17. This work is usually done with sickles and the mica at this stage is described as sickle-dressed block, or more shortly as S.D.B of recent years, small dealers and some of the bigger producers are using knives for the initial cutting before passing the slabs to the sickle-dressing department; it is claimed that this involves less waste. After sickle-dressing the mica goes to the grading department, where the mica is graded according to size.
18. Finally the mica passes to the sorting department, which is the most important stage. The principal qualities upon which sorting depends are clearness, hardness, flatness, colour, and the size and number of ‘air’ inclusions and ‘vegetable’ and mineral stains. The different degrees of these qualities are not capable of exact measurement, and it takes years of experience to make a good sorter. Besides possessing the capacity to classify mica, the sorter must be an expert with the knife, and be well acquainted with the value of different qualities of mica. A block of mica consists of a large number of adhering films.
19. It may be that the defects which affect the quality of the block are confined to one or two of these films. A skilful sorter by removing a film, from the surface, or by spatting a thick block into two thinner blocks and removing a defective film between them, may raise the quality of the resultant blocks and make a big increase in the selling value of the mica. On the other hand, a mistake in judgment on his part will affect the weight and therefore, the value of the mica which can be sold as block.
20. After the sorting stage the mica is in three forms, block mica, chillas and waste. Block mica is the dressed graded and qualified product, varying in thickness from eight to thirty mils. The superior qualities of the block mica and the bigger sizes of the inferior qualities are largely exported as such. The chillas are thin sheets of mica less than eight mils, thicks, removed in the course of processing and qualifying mica. With the block which is not exported as such they undergo further proceeding into splittings, wrappers, condenser films, condenser plates, washers and discs.”

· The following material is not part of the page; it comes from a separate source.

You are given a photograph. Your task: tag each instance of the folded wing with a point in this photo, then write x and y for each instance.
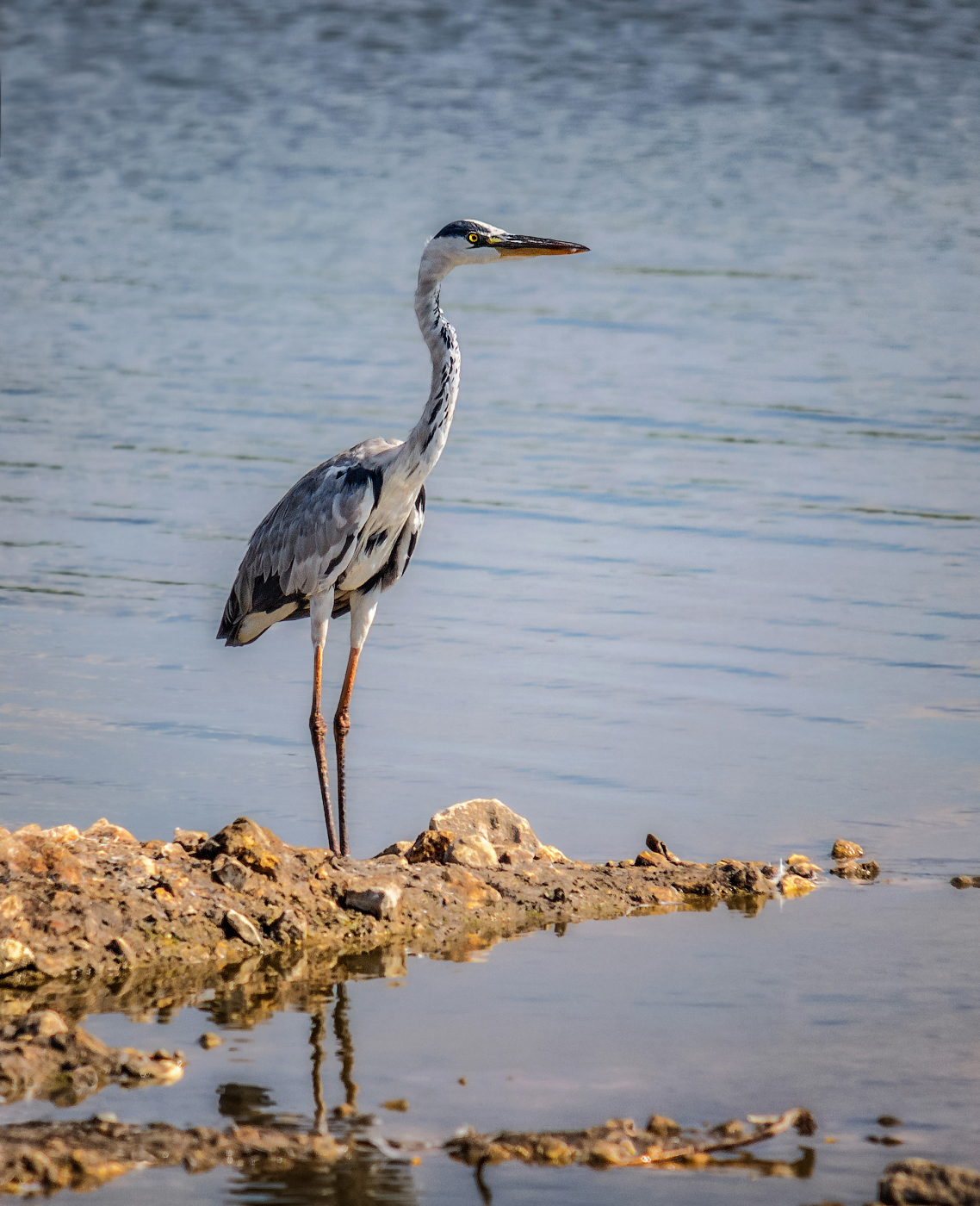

21. I would also refer in this connection to Section 2 of the Bihar Mica Act, 1947, where there is a definition of “manufactured mica”, “crude mica” and “block mica”. Section 2(j) defines “manufactured mica” to mean “mica in any form other than the form of crude mica, block mica, chillas or splittings”. Section 2(a) defines “block mica” to mean “ant mica, other than chillas, splittings and waste mica, obtained from crude mica by any process of trimming”. Section 2(b) definiens “chillas” to mean “thin laminations or clearings of mica not more than .008 inch thick obtained from crude or block mica”. Section 2(d) defines “crude mica” to mean “mica in its rough state before it has been trimmed or subjected to any process”.
22. It is manifest that in the facts and circumstances of the present case the process of mining mica is tantamount to manufacture of goods within the meaning of Section 2(g) of the Bihar Sales Tak Act, 1947 as amended by Bihar Act 6 of 1949.
23. In my opinion the view taken by the Board of Revenue is not correct and the question of law as reframed must be answered against the assessee and in favour of the State of Bihar. The assessee must pay the costs of this reference.
24. Hearing fee Rs. 250/-.
25. Raj Kishore Prasad, J.:— I entirely agree and have nothing to add.
H.G.P
26. Reference answered against assessee.